Shakuhachi, la flauta japonesa

La flauta shakuhachi es un instrumento musical muy presente en la música tradicional de Japón. Sus orígenes se remontan al periodo Nara (710-794), cuando este instrumento fue importado de China a Japón por los monjes budistas. Cuando escuchamos el sonido del shakuhachi, rápidamente lo podemos asociar a Japón por los estados de calma y concentración que trasmite. Es un instrumento de meditación por excelencia, muy arraigado a la religión.

 

Flauta shakuhachi – Foto de: Roger Walch
 
Al principio el shakuhachi se comenzó a usar en el Gagaku, la música cortesana de Japón. Pero más tarde, este instrumento pasó a ser adoptado también por los monjes mendigantes de la secta Fuke, que lo utilizaban para llevar a cabo sus meditaciones sonoras conocidas como Suizen. Se cree que estos monjes terminaron de desarrolar al shakuhachi que conocemos hoy.

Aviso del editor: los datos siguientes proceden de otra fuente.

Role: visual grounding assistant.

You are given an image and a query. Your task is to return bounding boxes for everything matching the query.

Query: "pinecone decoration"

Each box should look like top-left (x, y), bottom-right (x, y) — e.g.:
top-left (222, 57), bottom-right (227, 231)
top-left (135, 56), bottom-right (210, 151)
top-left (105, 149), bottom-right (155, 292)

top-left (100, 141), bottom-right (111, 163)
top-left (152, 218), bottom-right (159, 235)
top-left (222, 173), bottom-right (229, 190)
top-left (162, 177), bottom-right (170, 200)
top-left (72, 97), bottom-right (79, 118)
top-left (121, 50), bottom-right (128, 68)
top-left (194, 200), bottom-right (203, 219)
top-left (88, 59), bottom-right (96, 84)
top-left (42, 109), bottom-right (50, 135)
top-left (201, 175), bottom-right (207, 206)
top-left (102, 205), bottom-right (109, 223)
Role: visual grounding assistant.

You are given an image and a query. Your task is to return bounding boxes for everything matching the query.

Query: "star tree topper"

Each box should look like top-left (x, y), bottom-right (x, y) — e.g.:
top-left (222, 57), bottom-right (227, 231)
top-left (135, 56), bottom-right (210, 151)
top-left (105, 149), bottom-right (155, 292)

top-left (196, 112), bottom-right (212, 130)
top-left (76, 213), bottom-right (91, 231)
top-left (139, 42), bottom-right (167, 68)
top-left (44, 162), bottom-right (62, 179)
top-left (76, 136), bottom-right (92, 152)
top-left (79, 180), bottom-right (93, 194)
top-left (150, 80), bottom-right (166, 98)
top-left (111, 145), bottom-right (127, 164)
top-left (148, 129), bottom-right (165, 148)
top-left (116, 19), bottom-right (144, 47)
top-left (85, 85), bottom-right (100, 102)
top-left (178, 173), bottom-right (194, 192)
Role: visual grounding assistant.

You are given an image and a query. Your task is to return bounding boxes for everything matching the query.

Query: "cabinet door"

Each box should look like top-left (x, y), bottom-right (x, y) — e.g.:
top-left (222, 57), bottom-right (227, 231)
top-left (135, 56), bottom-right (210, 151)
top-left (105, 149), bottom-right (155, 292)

Como ya te habrás dado cuenta, el sonido del shakuhachi expone unas importantes atmósferas de calma e introspección tan características de la música oriental. Es un instrumento que fue evolucionando con el paso del tiempo de la mano del budismo zen, y hoy forma parte de los instrumentos sagrados de Japón.


¿Que te parece este instrumento? ¿Lo has escuchado antes?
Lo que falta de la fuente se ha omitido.